La disperazione di Cooper – una disperazione che nasce dall’evidente illusione di avere inventato qualcosa, ma di sapere in qualche angolino della coscienza che così non è – la si coglie perfettamente nelle inutili varianze dei capitoletti da mezza pagina, dagli stacchi bianchi tra una battuta e l’altra. Siamo agli antipodi dell’identificazione che costituisce uno dei fondamenti della Costituzione della Repubblica dei Lettori: il patto coi lettori è qui simulato, e questa simulazione non sta certo nel giochino che divora il plot del libro, ma nel patetismo con cui si cerca di gettare l’amo sin dalle prime pagine.
Chi leggerà God Jr reperirà valangate di atmosfere o trovate in puro stile Palahniuk: il Palahniuk che, anch’egli, fu notevole, quello di Fight Club, Invisible Monster, Survivor – e che ora sopravvive grazie a questi trucchetti che dovrebbero, al massimo, spiazzare cognitivamente, strappare una risata.
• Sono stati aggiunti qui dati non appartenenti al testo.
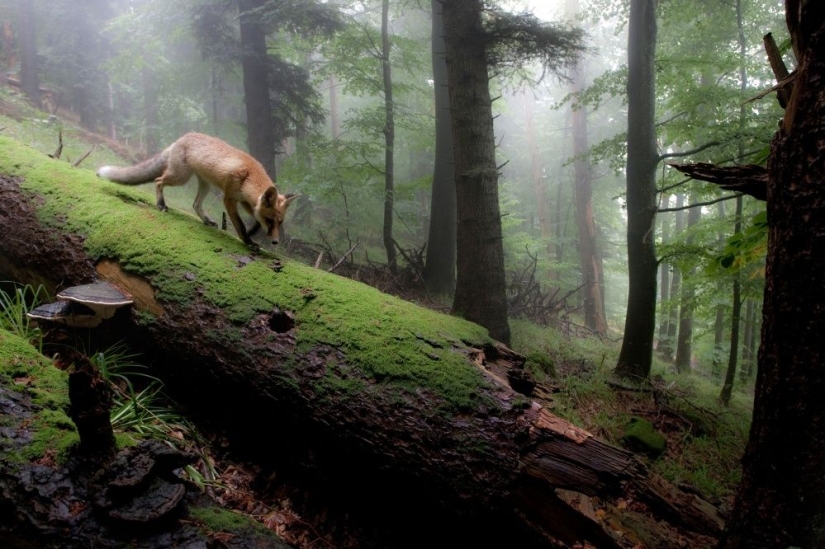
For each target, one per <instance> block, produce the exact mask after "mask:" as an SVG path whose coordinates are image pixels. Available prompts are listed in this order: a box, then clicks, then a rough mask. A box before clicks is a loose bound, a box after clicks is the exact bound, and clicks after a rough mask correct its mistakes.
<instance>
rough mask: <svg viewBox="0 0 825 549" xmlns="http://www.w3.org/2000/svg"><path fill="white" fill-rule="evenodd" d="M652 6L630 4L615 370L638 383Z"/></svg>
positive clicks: (646, 354)
mask: <svg viewBox="0 0 825 549" xmlns="http://www.w3.org/2000/svg"><path fill="white" fill-rule="evenodd" d="M656 29H657V28H656V2H655V1H653V0H631V2H630V19H629V23H628V62H627V66H628V77H627V96H628V102H627V107H628V111H627V123H628V132H627V261H628V279H629V283H630V287H629V290H628V297H627V316H626V317H625V325H624V337H623V338H622V350H621V351H620V353H619V360H618V364H617V365H616V372H617V373H618V374H620V375H622V376H626V377H632V378H637V379H644V378H647V377H648V376H649V375H650V366H651V362H652V360H653V333H654V330H655V327H656V269H657V268H658V263H657V261H656V249H655V243H654V226H653V224H654V222H655V220H656V173H655V170H656V163H657V157H656V129H655V127H654V125H653V123H654V115H655V106H656V95H655V83H656V75H655V72H654V65H653V61H654V54H655V52H656Z"/></svg>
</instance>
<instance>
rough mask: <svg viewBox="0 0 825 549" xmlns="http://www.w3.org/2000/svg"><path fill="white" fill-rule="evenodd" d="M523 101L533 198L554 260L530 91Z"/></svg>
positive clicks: (549, 214) (531, 96)
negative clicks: (533, 198) (535, 201)
mask: <svg viewBox="0 0 825 549" xmlns="http://www.w3.org/2000/svg"><path fill="white" fill-rule="evenodd" d="M521 100H522V105H524V120H525V123H524V133H525V135H526V137H527V151H528V153H529V155H530V182H531V183H532V187H533V197H534V198H535V200H536V215H537V216H538V222H539V230H540V231H541V238H542V240H544V241H545V242H546V243H547V249H546V252H547V258H548V259H552V255H551V250H552V249H553V246H552V245H551V243H550V238H551V236H552V235H553V230H552V225H551V223H550V214H549V213H548V211H547V192H546V189H545V186H544V180H543V179H544V178H543V177H542V173H541V154H539V142H538V135H537V134H536V113H535V105H534V103H535V99H534V98H533V97H532V95H531V94H530V93H529V91H528V90H523V91H522V93H521Z"/></svg>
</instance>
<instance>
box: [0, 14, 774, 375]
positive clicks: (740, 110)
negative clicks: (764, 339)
mask: <svg viewBox="0 0 825 549" xmlns="http://www.w3.org/2000/svg"><path fill="white" fill-rule="evenodd" d="M19 4H20V3H19V2H11V1H5V2H0V13H2V18H0V19H2V21H3V23H2V24H3V42H2V50H0V61H1V62H2V64H3V69H4V73H5V74H6V75H9V76H12V75H16V74H17V73H18V71H19V70H20V69H21V63H25V61H26V59H25V52H24V51H23V49H22V48H18V40H17V36H18V33H23V34H25V35H27V36H30V37H31V39H30V42H31V44H30V48H33V49H34V50H35V51H36V68H37V71H36V72H37V78H38V84H39V87H41V88H43V90H42V91H41V92H40V93H39V97H38V98H37V99H38V100H39V101H40V102H41V104H42V105H43V109H44V110H46V111H47V112H52V113H54V114H55V115H56V116H57V117H58V119H59V120H72V121H76V122H78V123H79V124H80V125H81V126H82V127H83V128H86V129H88V130H90V131H93V132H97V133H100V134H104V135H108V136H109V137H110V138H111V139H113V140H114V139H116V140H118V141H121V142H122V143H125V144H126V145H128V146H129V147H130V148H131V150H133V151H136V152H135V153H134V154H135V157H137V158H142V157H145V156H147V155H149V154H152V153H155V152H157V151H159V150H160V149H162V148H164V147H165V146H166V145H168V144H169V143H171V142H172V141H173V140H175V139H177V138H178V137H179V136H180V135H182V134H183V133H185V132H187V131H200V132H204V133H209V134H212V135H216V136H219V137H221V138H222V139H224V140H226V141H228V142H230V143H232V144H233V145H235V146H237V147H239V148H241V149H244V150H249V147H248V146H247V135H248V134H247V127H246V111H245V108H244V88H243V75H242V71H241V66H240V62H239V56H240V53H241V52H240V51H238V49H239V48H240V47H241V45H240V42H239V38H238V30H237V23H238V11H237V7H235V6H233V5H232V4H231V3H227V2H198V1H192V2H162V1H129V2H126V1H123V2H118V1H89V2H83V3H80V4H78V3H76V2H68V1H59V0H55V1H43V2H33V3H29V2H23V3H22V4H25V5H28V7H27V8H25V9H22V11H23V12H28V14H27V15H26V16H25V17H21V8H20V6H19ZM259 4H261V5H263V3H259ZM339 4H340V10H341V13H342V14H343V17H342V19H343V21H344V25H343V27H342V28H341V29H340V30H339V31H338V32H335V33H332V32H329V31H328V29H325V28H324V26H323V24H322V23H319V22H318V21H314V20H313V17H314V16H315V13H314V11H313V9H310V8H309V7H308V6H309V5H310V3H301V2H297V3H290V2H283V3H277V4H274V5H272V4H270V5H269V7H268V8H266V9H264V10H263V11H261V12H260V13H259V14H258V15H257V16H258V17H260V18H261V19H262V20H263V21H265V22H266V23H267V29H268V31H269V32H268V33H267V36H266V40H267V42H266V46H267V51H268V53H269V56H270V60H271V63H272V66H271V70H272V71H273V75H274V77H273V78H271V82H270V96H271V98H272V100H273V122H274V132H273V133H274V135H273V137H274V142H273V146H272V154H274V155H275V166H273V167H272V173H273V175H274V176H275V177H274V179H276V183H277V185H278V186H279V188H280V190H281V192H297V193H300V194H301V195H303V198H302V199H301V201H299V202H298V204H297V205H296V206H293V209H292V211H291V212H290V214H289V216H288V219H287V223H286V225H285V230H286V231H287V234H288V235H289V236H291V237H294V238H298V239H300V241H302V242H305V243H308V244H311V245H313V246H315V247H316V248H317V249H319V250H322V251H326V252H327V254H326V256H325V259H326V260H327V261H332V262H335V261H337V260H338V259H339V258H341V257H343V256H344V255H345V253H346V252H347V251H348V250H350V249H351V248H352V247H353V246H354V245H355V244H356V243H358V244H359V245H358V246H357V247H356V249H355V250H354V252H353V253H352V255H351V256H348V261H349V262H351V263H354V264H364V263H366V262H383V263H388V253H391V252H390V251H388V250H391V248H392V246H390V247H389V248H386V247H385V246H384V241H383V240H382V238H383V236H384V230H385V229H386V224H387V219H386V217H385V215H384V207H385V196H386V193H385V183H386V178H385V175H386V170H385V165H386V156H385V146H386V139H385V131H384V129H385V126H386V116H385V92H384V90H385V83H384V80H383V78H384V75H383V71H382V62H381V56H382V53H381V41H382V28H381V15H382V13H381V2H377V1H376V2H343V3H339ZM389 4H390V5H389V14H388V17H389V25H388V31H387V34H388V38H389V43H390V44H391V47H390V50H389V51H390V54H389V61H390V66H391V70H392V72H391V83H392V86H391V89H392V96H393V103H394V113H393V114H394V137H395V142H394V146H393V152H394V154H393V163H394V169H393V170H392V173H393V175H394V188H393V190H392V191H391V193H392V198H393V203H392V212H393V214H392V216H391V219H390V220H389V222H390V223H391V230H392V233H391V234H392V238H393V239H394V240H395V242H396V243H397V247H398V248H400V249H401V250H405V251H406V253H405V254H404V255H405V256H406V258H405V257H404V256H399V259H398V261H401V262H402V263H403V262H405V259H408V260H413V262H414V263H415V261H414V260H415V259H418V260H420V261H421V265H418V264H417V265H415V266H416V267H418V266H422V265H423V262H424V260H425V259H426V260H427V261H428V262H437V261H438V258H437V257H427V253H428V250H429V252H430V253H431V254H432V253H439V252H438V251H439V249H440V248H439V247H438V242H437V241H439V239H440V240H443V238H442V237H441V235H440V234H428V231H429V230H430V211H431V190H432V187H433V170H434V158H435V150H434V149H435V139H434V138H435V123H436V119H437V118H438V116H439V115H443V114H446V113H439V112H438V111H437V110H436V108H435V104H434V80H433V78H434V77H433V63H432V61H431V59H432V57H431V51H432V24H431V17H430V8H431V6H430V5H429V3H426V2H415V1H408V2H391V3H389ZM501 6H502V8H506V9H509V10H512V11H517V12H518V11H521V10H524V9H527V8H528V7H529V6H526V5H524V4H520V3H518V2H511V3H506V2H502V3H501ZM549 6H550V5H549V4H546V3H545V4H542V9H541V14H542V15H545V16H549V17H552V18H553V19H554V20H555V21H565V20H566V21H569V22H570V23H571V24H572V25H577V26H581V27H582V28H583V29H584V30H585V31H586V38H585V39H586V45H587V47H588V48H589V50H590V51H589V52H587V53H585V54H584V55H583V56H582V57H581V58H580V61H579V63H578V65H577V66H576V67H575V69H571V70H568V71H566V72H565V74H563V75H562V76H561V77H558V76H556V75H552V74H544V73H543V71H542V68H541V67H540V66H531V65H530V64H526V65H524V66H522V67H519V68H518V70H508V71H504V73H505V74H504V75H496V74H493V76H492V79H491V81H490V86H491V90H492V94H493V95H494V96H498V98H497V99H496V100H495V101H494V103H493V109H494V115H495V133H496V143H497V145H498V146H497V150H496V162H497V164H498V165H499V166H500V178H499V190H500V195H499V196H500V203H501V211H502V218H501V219H502V230H503V236H504V239H503V244H504V261H505V270H506V273H507V293H508V300H509V305H510V317H511V318H512V319H517V318H519V317H522V318H527V319H529V320H533V321H537V322H539V323H542V324H558V323H560V322H562V321H563V322H565V323H566V326H567V327H570V326H572V327H573V328H581V329H579V330H578V332H579V333H585V332H598V333H602V334H604V335H609V336H610V337H614V338H615V337H617V334H619V333H620V332H621V330H622V327H623V322H624V317H625V309H626V306H627V297H628V283H627V279H628V272H627V255H626V217H627V215H626V209H625V164H626V160H627V145H626V143H627V132H628V121H627V91H626V83H627V65H626V63H627V51H626V50H627V35H626V33H627V19H628V7H627V4H626V3H625V2H609V1H606V0H604V1H603V0H598V1H591V2H576V1H568V2H566V3H564V2H557V3H555V4H553V8H552V9H551V8H550V7H549ZM22 25H25V26H27V27H28V28H26V29H22V28H20V26H22ZM767 32H773V33H774V35H775V36H776V37H777V40H778V41H779V42H780V43H781V42H782V37H783V36H786V35H787V31H786V30H785V29H784V20H783V10H782V8H781V6H779V5H778V4H777V3H776V2H760V1H755V2H736V3H730V4H720V3H717V2H701V1H699V2H664V3H662V4H661V6H660V9H659V32H658V43H657V44H656V105H655V112H656V119H655V120H656V126H655V127H656V137H657V143H658V147H659V149H658V153H659V155H660V160H661V162H660V163H659V165H658V169H657V172H656V173H657V176H656V185H657V187H658V189H659V193H658V196H657V198H658V207H659V214H658V216H657V220H656V235H655V237H656V249H657V256H658V259H659V261H660V269H659V282H660V295H659V299H658V313H657V314H658V328H657V349H658V350H659V351H660V353H661V355H662V356H663V357H664V358H665V359H673V360H675V361H676V364H678V365H679V368H680V370H687V369H693V370H695V371H697V372H700V373H702V374H704V375H708V376H714V377H715V378H721V376H722V375H723V374H724V370H725V369H726V366H728V362H729V360H733V361H734V363H735V364H737V365H738V366H739V367H740V368H741V370H742V373H743V376H744V377H743V379H745V378H747V376H749V375H750V372H751V371H752V365H753V363H754V358H755V348H756V345H757V343H756V341H757V339H758V338H757V337H755V334H758V333H759V327H758V323H759V317H760V314H759V307H760V300H761V295H762V289H763V288H762V286H763V276H762V271H761V269H762V268H763V256H764V245H765V235H766V230H765V218H764V204H763V203H759V202H757V201H755V200H753V199H751V198H749V197H745V198H741V197H740V198H738V199H737V198H735V196H734V195H733V193H729V192H728V193H725V192H723V191H720V190H719V189H718V188H717V187H716V186H714V185H709V184H708V185H703V184H700V183H698V182H688V181H687V180H686V178H685V177H684V176H683V175H681V174H679V173H678V172H676V171H675V170H673V169H670V168H668V167H667V165H666V162H667V161H668V160H672V159H671V158H669V157H671V156H673V157H674V159H678V161H679V162H691V161H697V162H712V163H717V164H725V163H736V164H746V163H754V164H760V163H764V161H765V160H766V158H767V154H768V143H769V140H770V137H771V135H772V132H773V129H774V127H775V121H776V120H777V119H778V118H779V117H780V116H781V109H780V108H779V106H778V105H777V103H776V100H775V99H774V97H773V96H771V95H768V96H766V97H764V98H762V99H759V100H756V101H750V102H749V101H748V100H750V99H752V98H753V97H754V96H756V95H757V94H758V93H759V92H761V91H763V90H765V89H768V88H770V87H771V86H772V85H773V83H774V82H775V80H774V76H773V74H772V73H771V72H770V67H769V65H768V64H767V63H766V61H765V54H764V50H763V47H762V36H763V35H764V34H766V33H767ZM542 76H544V78H542ZM305 84H310V85H311V88H309V87H306V88H305V87H304V85H305ZM632 131H633V130H632V129H631V132H632ZM24 137H25V136H24ZM697 150H698V152H694V153H693V154H687V153H689V152H690V151H697ZM131 161H132V159H120V160H112V162H118V163H120V164H126V163H129V162H131ZM90 162H95V163H96V164H101V163H102V161H101V160H100V159H94V157H93V160H91V161H90ZM577 162H578V165H577ZM577 169H579V170H580V171H579V173H580V174H586V177H587V178H588V179H589V186H590V188H591V189H592V198H591V199H590V200H591V205H590V206H589V207H590V208H592V223H593V226H594V229H595V236H596V245H595V246H591V249H590V250H589V252H588V253H589V255H590V257H582V256H581V254H580V253H579V251H578V244H579V242H580V232H581V230H580V228H579V227H580V226H581V225H580V223H581V221H582V213H581V212H582V211H583V212H586V211H587V206H584V205H582V204H579V205H578V209H577V191H576V184H575V183H576V180H577V176H576V173H577V172H576V170H577ZM582 170H583V171H582ZM579 177H581V175H580V176H579ZM189 193H190V191H188V190H183V191H182V192H180V193H177V194H178V195H179V196H181V202H180V203H179V207H180V208H181V209H184V210H188V209H189V201H190V198H189ZM582 194H583V193H582V192H581V191H579V196H578V200H579V202H582V201H585V200H587V198H586V197H583V196H581V195H582ZM692 205H697V206H696V207H691V206H692ZM699 205H701V206H699ZM208 206H209V208H210V209H211V210H212V211H213V212H214V213H217V214H218V215H219V214H220V212H221V210H222V204H221V201H220V198H219V197H218V196H217V195H213V196H212V197H211V198H210V200H209V201H208ZM585 215H586V214H585ZM434 243H435V244H436V245H435V246H433V244H434ZM434 248H435V249H436V252H433V251H432V250H433V249H434ZM453 253H454V252H453ZM389 260H390V261H392V262H394V261H396V259H395V257H392V256H390V257H389ZM588 263H591V264H592V263H595V264H598V265H600V268H601V269H602V271H603V277H602V280H601V281H600V286H601V291H602V292H603V294H602V296H601V299H602V301H603V303H601V304H598V308H597V310H596V312H595V313H594V314H595V315H596V316H595V318H590V317H588V318H585V316H584V314H583V312H584V311H583V309H582V305H583V301H584V300H585V297H586V290H587V288H586V285H587V282H588V280H587V279H586V278H585V276H586V274H585V275H583V270H582V267H581V265H582V264H588ZM477 268H478V269H479V270H483V269H484V268H485V267H484V266H483V265H477ZM435 282H436V283H437V284H434V285H431V287H432V286H435V289H436V290H440V291H441V293H443V294H447V293H448V292H449V290H450V289H451V288H450V284H449V283H447V284H445V283H443V282H439V281H435ZM452 283H453V284H454V279H453V281H452ZM391 286H392V284H391V283H389V282H388V283H387V289H389V288H390V287H391ZM445 290H446V292H445ZM536 292H538V296H539V297H536V295H537V294H536ZM442 301H443V303H442V305H443V306H444V307H449V296H448V295H445V296H444V298H443V300H442ZM734 319H738V322H734ZM732 332H738V333H737V337H732ZM680 335H681V336H680ZM732 340H733V341H737V340H738V345H737V346H738V347H740V348H739V349H733V350H732V349H731V348H730V342H731V341H732ZM737 351H738V352H737Z"/></svg>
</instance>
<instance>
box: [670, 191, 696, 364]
mask: <svg viewBox="0 0 825 549" xmlns="http://www.w3.org/2000/svg"><path fill="white" fill-rule="evenodd" d="M693 201H694V200H693V199H691V202H693ZM701 216H702V208H701V207H698V208H697V207H692V208H690V210H689V211H688V229H690V228H691V227H693V226H694V225H696V224H697V223H698V222H699V219H700V218H701ZM685 242H686V243H687V245H688V246H690V245H691V244H693V235H692V234H688V237H687V239H686V240H685ZM691 273H695V269H694V270H692V271H691ZM693 300H694V291H693V281H692V280H688V279H687V277H685V279H684V280H683V282H682V295H681V296H680V303H679V337H678V338H677V340H676V359H675V363H676V369H677V370H678V371H680V372H688V371H690V367H691V364H690V362H691V360H690V359H691V355H692V347H693V346H692V343H693V309H694V303H693Z"/></svg>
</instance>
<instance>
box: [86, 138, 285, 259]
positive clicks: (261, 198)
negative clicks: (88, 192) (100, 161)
mask: <svg viewBox="0 0 825 549" xmlns="http://www.w3.org/2000/svg"><path fill="white" fill-rule="evenodd" d="M96 173H97V175H98V176H99V177H102V178H104V179H108V180H109V181H113V182H115V183H121V184H124V185H140V184H143V183H149V182H151V181H154V182H155V196H156V202H157V208H158V209H159V210H160V211H163V212H165V211H168V209H169V208H167V206H166V201H165V200H164V197H163V189H164V187H168V186H172V187H176V186H179V185H184V184H186V182H187V181H189V179H191V177H192V176H193V175H194V176H195V177H197V179H198V192H197V195H195V203H194V204H193V208H194V209H195V213H196V214H198V217H200V218H201V220H202V221H203V222H204V224H206V225H209V226H212V227H216V226H217V224H216V223H215V222H214V221H212V219H210V218H209V216H207V215H206V213H204V211H203V199H204V198H206V195H207V193H208V192H209V186H210V185H213V186H215V187H217V188H218V189H221V190H222V191H223V205H224V207H225V208H226V213H227V214H228V215H229V219H230V220H231V221H232V225H233V226H234V227H235V231H236V232H237V233H238V236H239V237H240V239H241V240H242V241H243V242H244V244H246V245H247V246H250V247H253V248H254V247H257V245H256V244H255V243H254V242H253V241H252V239H251V238H250V236H251V235H253V234H255V233H256V232H257V231H258V229H259V228H261V227H264V228H265V231H266V237H267V239H268V240H269V241H270V242H272V244H278V239H279V237H280V232H281V224H282V223H283V222H284V216H285V215H286V210H287V208H288V207H289V205H290V204H291V203H292V202H293V201H294V200H295V199H296V198H297V197H298V195H297V194H292V193H290V194H286V195H284V194H280V193H279V192H278V189H277V187H276V186H275V184H274V183H273V182H272V180H271V179H270V177H269V175H267V173H266V170H265V169H264V167H263V165H261V163H260V162H258V161H257V160H255V159H254V158H253V157H252V156H251V155H249V154H248V153H245V152H243V151H241V150H239V149H236V148H235V147H233V146H232V145H230V144H229V143H226V142H225V141H222V140H220V139H218V138H217V137H212V136H209V135H205V134H202V133H195V132H190V133H187V134H184V135H183V136H181V137H180V138H178V140H177V141H175V142H174V143H172V144H171V145H169V146H168V147H166V149H164V150H163V151H162V152H160V153H158V154H157V155H155V156H153V157H152V158H149V159H148V160H144V161H143V162H140V163H139V164H136V165H134V166H131V167H126V168H121V167H117V166H101V167H100V168H98V169H97V172H96ZM239 205H240V206H241V207H243V209H244V210H246V211H247V212H248V213H249V214H250V215H251V216H252V217H253V218H254V219H255V225H254V226H253V227H252V228H251V229H250V230H249V231H247V230H246V226H245V225H244V223H243V221H242V220H241V217H240V215H239V213H238V206H239Z"/></svg>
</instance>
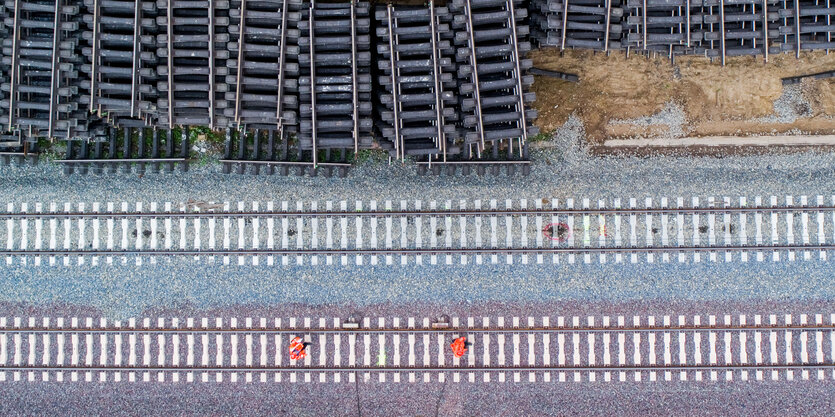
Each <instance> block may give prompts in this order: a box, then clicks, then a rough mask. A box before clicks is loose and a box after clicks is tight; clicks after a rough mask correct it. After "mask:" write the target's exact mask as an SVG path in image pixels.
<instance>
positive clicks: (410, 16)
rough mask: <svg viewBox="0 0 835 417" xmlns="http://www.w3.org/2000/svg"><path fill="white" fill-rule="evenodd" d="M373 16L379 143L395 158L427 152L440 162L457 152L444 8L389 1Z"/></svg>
mask: <svg viewBox="0 0 835 417" xmlns="http://www.w3.org/2000/svg"><path fill="white" fill-rule="evenodd" d="M376 18H377V21H378V25H379V26H378V28H377V37H378V42H379V43H378V45H377V52H378V54H379V55H378V57H377V68H378V69H379V70H380V74H379V76H378V77H377V83H378V85H379V86H378V89H379V91H380V92H379V93H378V96H379V104H378V105H377V109H378V117H379V119H380V122H379V130H380V132H379V137H378V141H380V143H381V145H382V146H383V147H384V148H385V149H387V150H388V151H389V152H390V154H391V156H392V157H394V158H396V159H401V160H402V159H405V158H406V156H407V155H411V156H428V157H430V158H432V157H435V158H437V159H438V160H439V161H441V162H445V161H446V160H447V156H448V155H449V154H451V153H457V151H458V150H457V149H456V148H455V146H457V145H456V143H455V142H456V139H457V138H458V130H457V129H456V126H455V122H456V121H457V120H458V111H457V105H458V100H457V99H456V95H455V90H456V89H457V84H456V83H455V77H454V73H455V61H454V55H455V49H454V48H453V47H452V45H451V41H452V37H453V33H452V30H451V29H450V25H449V23H450V21H451V17H450V14H449V10H448V9H447V8H446V7H434V5H432V4H431V3H430V4H429V5H428V6H425V7H412V6H392V5H390V4H389V5H388V6H386V7H385V8H382V7H381V8H378V10H377V13H376ZM427 28H428V29H429V30H427Z"/></svg>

Con le ultime produzioni di Palahniuk, God Jr è la lapide posta sulla bara in cui abbiamo seppellito l’avantpop. E’ un trend durato qualche anno, c’è da esserne dopotutto soddisfatti visti i ritmi di invecchiamento di ogni trend, soprattutto per l’uso liberatorio che se ne è fatto altrove, maxime in Italia, dove è anche grazie all’avantpop se certe croste continentali si sono rotte e attualmente stanno facendo fuoriuscire pericoloso magma incandescente.